He was promoted to Lieutenant–Colonel at the end of 1808 and fought in the Battle of Corunna in Spain in early 1809 during the Peninsular War. In 1810, Ross was made a full Colonel as well as aide-de-camp to the King. In 1813, Ross was sent to serve under Arthur Wellesley and commanded his regiment at the battles of Vittoria, Roncesvalles, and Sorauren that year. He was seriously wounded in the left side of his neck at the Battle of Orthez, on 27 February 1814, and had just returned to service when he was given command of an expeditionary force to attack the United States.
War of 1812
Ross sailed to North America as a Major General to take charge of all British troops off the east coast of the United States. He personally led the British troops ashore in Benedict, Maryland, and marched through Upper Marlboro, Maryland, to the attack on the Americans at the Battle of Bladensburg on 24 August 1814, causing the hastily organised militia of the American army to collapse into a rout. Moving on from Bladensburg, Ross moved on to nearby Washington, D.C., and was fired upon; his horse was shot from under him. The public buildings, facilities and Navy Yards of the city, including the United States Capitol and the White House were burned as retaliation for destructive American raids into Canada, most notably the Americans' Burning of York earlier in 1813, which were themselves in retaliation to British raids into the United States. Controversy surrounds Ross's decision to destroy public property but spare a lot of private property during the burning. In reality several private properties were completely destroyed or damaged. , 1814 Ross then was persuaded to attack Baltimore, Maryland. His troops landed at the southern tip of the "Patapsco Neck" peninsula of southeastern Baltimore County at North Point, twelve miles southeast from the city, on the morning of 12 September 1814. En route to what would be the Battle of North Point, a part of the larger Battle of Baltimore, the British advance encountered American skirmishers. General Ross rode forward to personally direct his troops. An American sharpshooter shot him through the right arm into the chest. According to Baltimore tradition, two American riflemen, Daniel Wells, 18, and Henry McComas, 19, fired at him and one of them had fired the fatal shot. Ross died while he was being transported back to the fleet. Ross's body was preserved in a barrel of 129 gallons of Jamaican rum aboard HMS Tonnant. When the Tonnant was diverted to New Orleans for the forthcoming battle in January 1815, his body was shipped on the British ship HMS Royal Oak to Halifax, Nova Scotia, where his body was interred on 29 September 1814 in the Old Burying Ground.

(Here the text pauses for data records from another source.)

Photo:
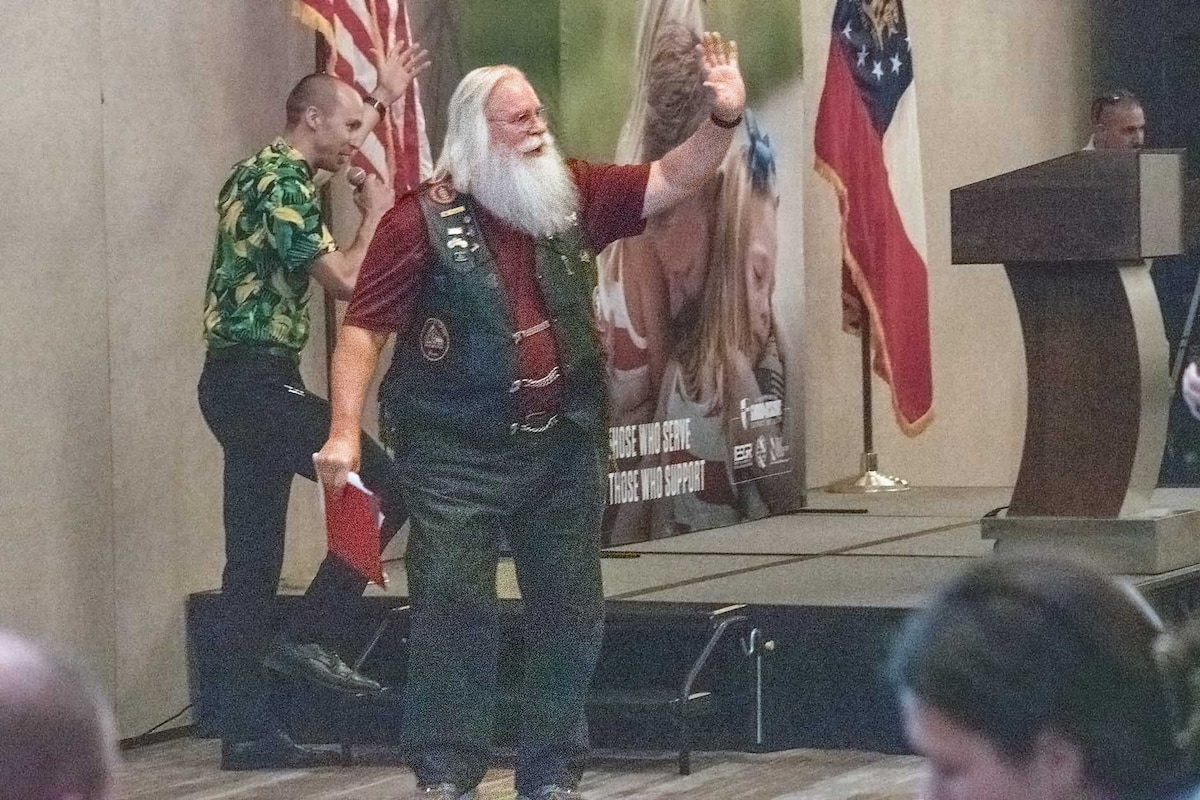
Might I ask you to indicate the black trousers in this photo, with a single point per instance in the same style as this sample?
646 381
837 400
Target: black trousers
269 427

He is commemorated by a 99-foot granite obelisk near the shoreline of Carlingford Lough in the Ross home village of Rostrevor, County Down in Northern Ireland, as well as by a monument in St Paul's Cathedral in London, England. The inscription on the monument reads: By the beginning of the Troubles in the 1960s, the monument in Rostrevor - now located in a predominantly Roman Catholic region - was largely neglected and overgrown by brambles; this may have contributed to its avoiding the same fate as Nelson's Pillar in Dublin, which was reportedly blown up by the IRA in 1966. After the Good Friday Agreement in 1998, the Newry and Mourne District Council, though largely Irish republican, agreed to refurbish the monument as part of Rostrevor's history, and it was reopened in 2008. Neither General Ross nor his immediate descendants were knighted or received a title of nobility. However, his descendants were given an augmentation of honour to the Ross armorial bearings and the family name was changed to the victory title"Ross-of-Bladensburg", which was granted to his widow. In honour of the history of Washington, D.C., there is also a portrait of Ross in the U. S. Capitol's rotunda and several illustrations in various War of 1812 historical sites in the Baltimore area, including a Monument near the site off Old North Point Road where he supposedly was shot. Additional details and exhibits have been preserved in various Baltimore historical institutions, such as the Star Spangled Banner Flag House and the National Park Service site of Fort McHenry's visitor center exhibits and in the local Dundalk-Patapsco Neck Historical Society museum in Dundalk, Maryland. Traditionally the two snipers/riflemen "Wells and McComas" were buried in a local churchyard mourned by their fellow soldiers and citizens of the Town, but later in the 1850s were exhumed and reburied after elaborate processions and funerals in a monumental tomb in Ashland Square, off of Orleans Street and North Gay Street in the Jonestown/Old Town neighborhood of East Baltimore. City streets were also named for them in South Baltimore.